Que doit-on en conclure ? Madame GRANDET n'a jamais montré d'opposition ni d'hostilité à la réalisation de l'UVP, et Madame la Maire s'en félicite. La Ville n’a jamais caché que cette réalisation se ferait sur l'espace existant, c'est à dire le parc. D'ailleurs pour compenser cette perte d'espace, a été aménagé un espace, que Madame GRANDET considère peut-être petit, mais qui répond aux attentes de la Directrice, des résidents et du personnel, dans l'esprit constructif dans lequel sait travailler la Municipalité.Pour finir de répondre à cette question, l'UVP n’accueille effectivement plus de résidents en raison de ce qu'il faut bien appeler des malfaçons dans la réalisation. Madame la MAIRE tient d'ailleurs à remercier la Directrice, qui fait preuve de beaucoup de professionnalisme et de bienveillance en direction des familles. Les Conseils de la vie sociale se sont réunis pour les tenir informées de ce qu'il se passait. Elle part en retraite très prochainement, départ fêté très récemment avec les membres de l'EHPAD, et Madame la MAIRE tient à la remercier publiquement pour le travail réalisé à l'EHPAD Marcel-Jacquelinet.

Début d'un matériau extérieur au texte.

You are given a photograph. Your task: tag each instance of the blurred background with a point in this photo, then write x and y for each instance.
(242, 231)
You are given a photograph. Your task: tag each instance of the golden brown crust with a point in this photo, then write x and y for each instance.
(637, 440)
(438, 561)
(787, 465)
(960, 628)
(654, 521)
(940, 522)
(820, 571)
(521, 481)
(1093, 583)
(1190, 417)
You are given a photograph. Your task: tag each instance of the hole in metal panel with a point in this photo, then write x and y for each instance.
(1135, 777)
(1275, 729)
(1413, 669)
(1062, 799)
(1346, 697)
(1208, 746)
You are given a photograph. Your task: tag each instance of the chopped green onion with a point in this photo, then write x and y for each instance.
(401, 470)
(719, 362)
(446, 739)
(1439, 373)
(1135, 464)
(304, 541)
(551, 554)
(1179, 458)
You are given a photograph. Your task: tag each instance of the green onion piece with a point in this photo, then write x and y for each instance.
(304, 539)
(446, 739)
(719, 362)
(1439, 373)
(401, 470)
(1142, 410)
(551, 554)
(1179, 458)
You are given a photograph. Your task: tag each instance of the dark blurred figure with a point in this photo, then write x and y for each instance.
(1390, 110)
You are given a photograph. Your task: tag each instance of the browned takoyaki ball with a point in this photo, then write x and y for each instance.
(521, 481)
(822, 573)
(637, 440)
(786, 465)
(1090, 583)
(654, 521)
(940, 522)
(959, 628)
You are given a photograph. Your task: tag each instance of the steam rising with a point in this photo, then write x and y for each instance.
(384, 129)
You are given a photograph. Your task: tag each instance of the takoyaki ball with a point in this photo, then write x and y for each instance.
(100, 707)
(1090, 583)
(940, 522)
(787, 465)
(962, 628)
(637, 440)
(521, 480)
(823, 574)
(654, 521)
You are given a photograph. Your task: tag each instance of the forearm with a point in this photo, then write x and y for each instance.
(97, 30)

Pour revenir à la fermeture actuelle de l'UVP, Habellis, qui est maître d'ouvrage, tente de remédier à la situation, mais
Madame la MAIRE - en tant que Présidente du Conseil d'administration - a demandé à ce que cette affaire soit suivie avec un avocat. Elle espère que les résidents pourront revenir rapidement, mais elle reste très prudente et ne veut surtout pas s'engager sur un délai, car cela ne dépend pas d'elle.
En revanche, autant Madame TONOT peut parfois être sévère avec le Département, autant elle avoue qu'avec Emmanuelle Coint, la vice-présidente en charge des solidarités, et avec sa collègue Céline Vialet, représentante du Département au Conseil d'administration, toutes les 3 ont pu travailler main dans la main sur ce dossier. Elles ont pu proposer aux familles des solutions. Aujourd’hui, cela reste un accompagnement individualisé. Elle espère que tout cela sera résolu très rapidement.
L'ordre du jour étant épuisé, Madame la Maire lève la séance, après avoir indiqué que le prochain Conseil Municipal se tiendrait le mercredi 12 novembre.